At farmers’ markets and farm stands, strawberries are sold in pint or quart cartons. One pint holds about 12 ounces of berries. They’ll often have flats available, too, for those who want to freeze the berries or make jam. A flat of strawberries holds 12 pints.
Look for berries that are as red and plump as possible, with shiny skin and perky green tops. If they’re in a plastic container, lift the container and check the bottom for moldy berries.
Select organic strawberries, if possible. Conventionally grown strawberries consistently rank at the top of the Environmental Working Group’s Dirty Dozen list of produce contaminated with pesticides.

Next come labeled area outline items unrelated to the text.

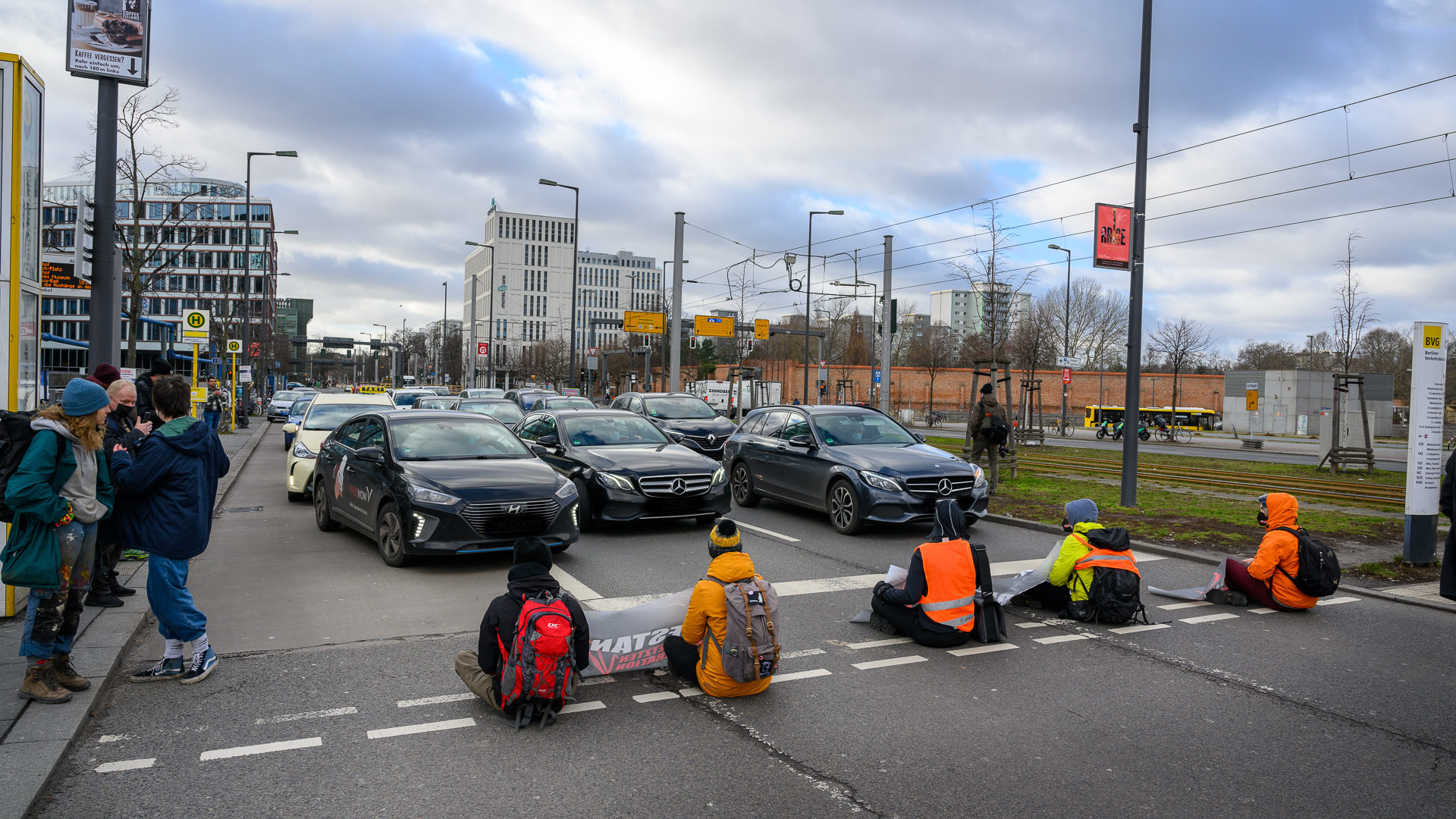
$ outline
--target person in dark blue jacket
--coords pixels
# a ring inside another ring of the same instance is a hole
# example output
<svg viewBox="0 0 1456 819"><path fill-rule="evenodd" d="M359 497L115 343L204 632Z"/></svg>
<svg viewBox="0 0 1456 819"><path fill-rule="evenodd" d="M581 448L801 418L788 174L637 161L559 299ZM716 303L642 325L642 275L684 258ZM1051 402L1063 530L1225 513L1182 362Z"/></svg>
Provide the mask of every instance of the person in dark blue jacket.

Strawberries are a fun and low-maintenance perennial to grow in a home garden. They can take up a lot of space in a bed, but they also do well in containers.
How to Store Strawberries
Strawberries have a short shelf life, particularly homegrown or u-pick berries. When you get fresh strawberries home, the best thing to do is pop them straight in the fridge. They’ll last 3-7 days in the fridge.

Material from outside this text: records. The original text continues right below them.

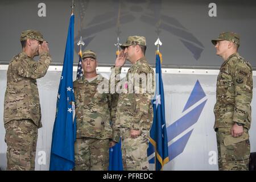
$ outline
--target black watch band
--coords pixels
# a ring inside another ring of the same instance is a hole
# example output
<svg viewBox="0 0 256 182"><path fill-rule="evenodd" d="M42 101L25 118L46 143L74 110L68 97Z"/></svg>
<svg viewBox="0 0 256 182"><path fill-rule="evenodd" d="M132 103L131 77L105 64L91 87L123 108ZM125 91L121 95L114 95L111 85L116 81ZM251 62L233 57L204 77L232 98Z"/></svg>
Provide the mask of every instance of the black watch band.
<svg viewBox="0 0 256 182"><path fill-rule="evenodd" d="M241 123L238 123L237 122L236 122L236 123L237 123L237 125L238 125L238 126L243 126L243 124Z"/></svg>

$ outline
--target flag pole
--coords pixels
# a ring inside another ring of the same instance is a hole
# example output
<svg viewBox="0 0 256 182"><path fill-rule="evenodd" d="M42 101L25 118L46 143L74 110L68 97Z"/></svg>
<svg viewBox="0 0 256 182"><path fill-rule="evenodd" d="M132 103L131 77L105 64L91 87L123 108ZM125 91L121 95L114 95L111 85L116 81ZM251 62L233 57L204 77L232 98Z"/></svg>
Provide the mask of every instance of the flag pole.
<svg viewBox="0 0 256 182"><path fill-rule="evenodd" d="M120 53L120 46L121 45L118 36L117 37L117 42L114 45L117 46L117 52L115 52L115 54L117 56Z"/></svg>
<svg viewBox="0 0 256 182"><path fill-rule="evenodd" d="M159 52L159 46L162 45L161 41L160 41L159 38L158 38L156 41L155 42L155 45L158 47L158 52Z"/></svg>

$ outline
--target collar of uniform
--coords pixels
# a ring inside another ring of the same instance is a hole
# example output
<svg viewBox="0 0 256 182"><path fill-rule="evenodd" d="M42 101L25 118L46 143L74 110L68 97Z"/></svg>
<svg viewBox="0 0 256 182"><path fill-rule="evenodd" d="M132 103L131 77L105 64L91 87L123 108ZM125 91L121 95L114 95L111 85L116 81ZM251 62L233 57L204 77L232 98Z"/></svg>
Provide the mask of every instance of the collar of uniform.
<svg viewBox="0 0 256 182"><path fill-rule="evenodd" d="M146 57L142 57L142 58L138 60L138 61L136 61L136 63L131 66L133 67L133 66L135 66L140 63L147 63L147 59L146 59Z"/></svg>

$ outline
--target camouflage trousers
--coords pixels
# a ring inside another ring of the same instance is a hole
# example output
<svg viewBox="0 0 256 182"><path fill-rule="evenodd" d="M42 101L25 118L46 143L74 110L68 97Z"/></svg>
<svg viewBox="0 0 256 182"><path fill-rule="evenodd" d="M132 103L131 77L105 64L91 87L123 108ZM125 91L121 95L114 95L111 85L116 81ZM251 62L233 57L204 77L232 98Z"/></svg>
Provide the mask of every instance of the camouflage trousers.
<svg viewBox="0 0 256 182"><path fill-rule="evenodd" d="M141 130L141 135L131 138L131 130L120 128L122 137L122 158L123 169L127 171L148 171L149 168L147 150L148 147L149 131Z"/></svg>
<svg viewBox="0 0 256 182"><path fill-rule="evenodd" d="M248 131L243 129L245 134ZM239 141L238 138L232 138L230 128L218 128L216 132L218 147L218 164L220 171L248 171L250 152L249 138ZM241 137L241 136L240 136ZM233 138L230 144L225 144L224 140ZM237 142L236 141L237 140Z"/></svg>
<svg viewBox="0 0 256 182"><path fill-rule="evenodd" d="M35 170L38 127L31 119L12 120L5 125L6 170Z"/></svg>
<svg viewBox="0 0 256 182"><path fill-rule="evenodd" d="M109 169L109 139L77 138L75 143L75 171Z"/></svg>

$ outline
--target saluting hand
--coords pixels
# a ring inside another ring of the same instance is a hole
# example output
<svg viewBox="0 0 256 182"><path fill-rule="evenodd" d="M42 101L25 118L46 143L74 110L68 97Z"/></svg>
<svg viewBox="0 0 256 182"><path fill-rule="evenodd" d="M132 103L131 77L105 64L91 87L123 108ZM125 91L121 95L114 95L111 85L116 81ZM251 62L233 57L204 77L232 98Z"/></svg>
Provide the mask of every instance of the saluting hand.
<svg viewBox="0 0 256 182"><path fill-rule="evenodd" d="M127 56L127 53L125 53L124 50L121 50L120 53L117 55L117 59L115 59L115 66L116 67L122 67L126 61Z"/></svg>

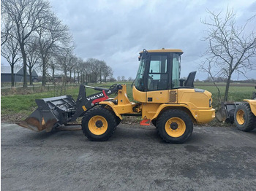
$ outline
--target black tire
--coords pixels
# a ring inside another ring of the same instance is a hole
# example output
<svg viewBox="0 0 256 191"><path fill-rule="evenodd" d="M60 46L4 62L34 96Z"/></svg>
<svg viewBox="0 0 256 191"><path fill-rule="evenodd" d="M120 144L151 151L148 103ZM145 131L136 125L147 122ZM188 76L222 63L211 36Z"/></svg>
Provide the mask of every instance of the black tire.
<svg viewBox="0 0 256 191"><path fill-rule="evenodd" d="M96 117L97 121L94 121L93 117ZM97 120L99 117L102 120ZM114 133L116 128L116 116L108 109L100 106L94 107L86 112L82 120L83 133L91 141L107 141ZM100 131L102 130L102 131Z"/></svg>
<svg viewBox="0 0 256 191"><path fill-rule="evenodd" d="M250 131L256 127L255 116L248 104L238 105L236 109L234 117L236 125L240 130Z"/></svg>
<svg viewBox="0 0 256 191"><path fill-rule="evenodd" d="M121 120L120 120L119 117L116 116L116 126L120 124L121 121Z"/></svg>
<svg viewBox="0 0 256 191"><path fill-rule="evenodd" d="M151 120L151 122L154 125L154 126L155 126L157 128L157 120Z"/></svg>
<svg viewBox="0 0 256 191"><path fill-rule="evenodd" d="M168 123L170 123L170 128ZM193 122L185 112L169 109L158 117L157 128L159 135L165 142L181 144L191 136L193 132Z"/></svg>

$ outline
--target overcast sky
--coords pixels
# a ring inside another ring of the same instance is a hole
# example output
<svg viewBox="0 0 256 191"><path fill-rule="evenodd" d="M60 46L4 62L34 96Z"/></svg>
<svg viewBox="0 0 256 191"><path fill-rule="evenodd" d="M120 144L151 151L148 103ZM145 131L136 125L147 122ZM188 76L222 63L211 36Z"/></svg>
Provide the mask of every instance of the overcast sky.
<svg viewBox="0 0 256 191"><path fill-rule="evenodd" d="M256 13L252 0L50 0L53 12L73 35L75 54L104 60L114 77L135 78L138 52L151 49L181 49L181 77L197 71L207 46L201 41L206 10L233 7L242 23ZM248 74L255 78L255 72ZM196 79L207 75L198 72ZM235 77L236 79L236 77ZM234 79L234 78L233 78ZM237 78L236 78L237 79ZM239 79L242 79L241 77Z"/></svg>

If you plan to eat or cook the berries in a few days, though, they’ll last 1-2 days at cool room temperature. Leave them uncovered.
To extend the shelf life of sturdy grocery store berries, wash them in a bath of 1 1/2 cups cool water and 1/4 cup white vinegar. Mix the vinegar solution in a bowl, add the berries, let soak 5 minutes, then drain. Pat dry gently but well and keep in a covered container with a dry paper towel. They’ll last up to 2 weeks this way.

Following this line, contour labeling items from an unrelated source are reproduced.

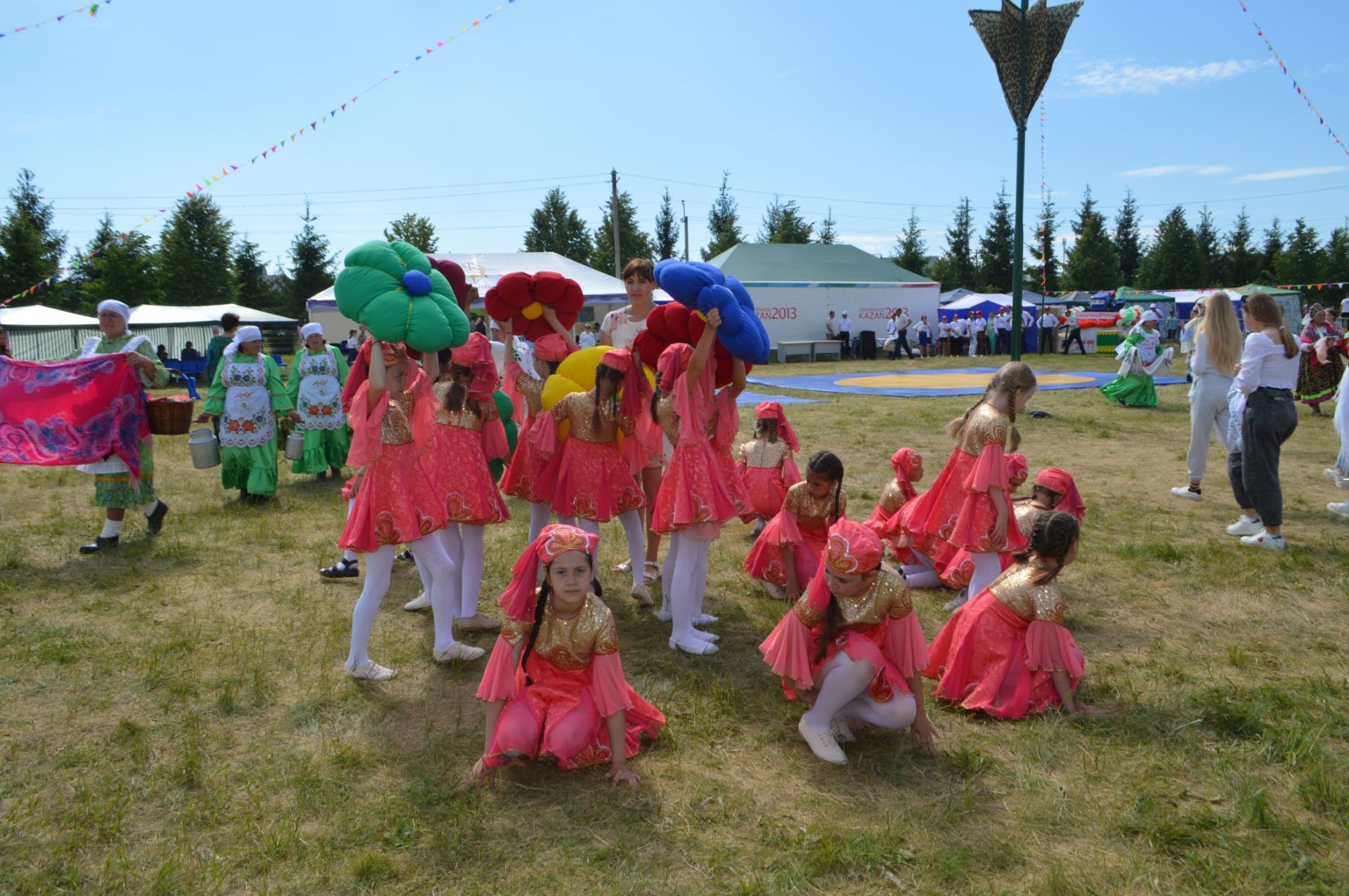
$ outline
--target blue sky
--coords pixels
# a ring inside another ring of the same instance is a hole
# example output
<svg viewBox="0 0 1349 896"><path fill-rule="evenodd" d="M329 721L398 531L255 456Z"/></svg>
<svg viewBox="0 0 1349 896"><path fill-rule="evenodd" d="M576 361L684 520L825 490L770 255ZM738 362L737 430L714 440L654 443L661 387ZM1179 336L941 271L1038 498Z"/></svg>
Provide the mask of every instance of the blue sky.
<svg viewBox="0 0 1349 896"><path fill-rule="evenodd" d="M3 0L0 28L77 3ZM885 252L913 203L936 252L959 197L982 226L1012 189L1014 128L969 1L517 0L469 26L498 3L115 0L11 34L0 178L32 168L84 245L103 209L130 226L237 164L210 191L271 260L306 194L340 251L415 212L442 251L506 252L552 186L598 224L616 168L648 230L664 186L687 201L696 252L726 168L751 236L777 193L816 221L832 206L844 241ZM1349 139L1342 4L1248 5ZM1273 216L1322 236L1344 224L1349 156L1269 57L1237 0L1087 0L1045 90L1060 221L1090 182L1112 216L1132 187L1145 226L1207 199L1226 228L1242 197L1257 232ZM1031 226L1039 156L1036 115Z"/></svg>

How to Freeze Strawberries
To freeze strawberries, remove the green tops, rinse the strawberries under cool water, then pat dry. Cut the strawberries in half, in quarter pieces, or slice them. (You can freeze them whole, but if you're planning to use them later in a crisp, cobbler, or pie, it's much easier to slice them now!)
Place them in a single layer on a parchment- or Silpat-lined baking sheet, then freeze for two hours, or until the individual strawberries are frozen.
Take them off the baking sheet and put them into Ziploc bag or other airtight storage container, and place them back in the freezer until you’re ready to use them!
How to Trim Strawberries
Always wash strawberries before eating them.
Even though the green, leafy strawberry tops are edible, most everyone trims those off first. You can do this with a paring knife, but a simple and inexpensive metal strawberry huller is faster and wastes less of the berry.
The white tips of strawberries are higher in pectin than the rest of the berry, so if you’re making jam, don’t trim those off—keeping them on helps the jam set better!
Because they’re so luscious, strawberries often appear in or on top of desserts raw, such as the classic strawberry shortcake. But strawberries are incredibly versatile—besides reveling in them as-is, you can roast them, macerate them in balsamic vinegar, make jam in the microwave, even chop them for savory salsas. Cooking strawberries concentrates their flavor.
Strawberries are technically not berries at all, but rather aggregate accessory fruits. Each of its seeds is actually an individual fruit!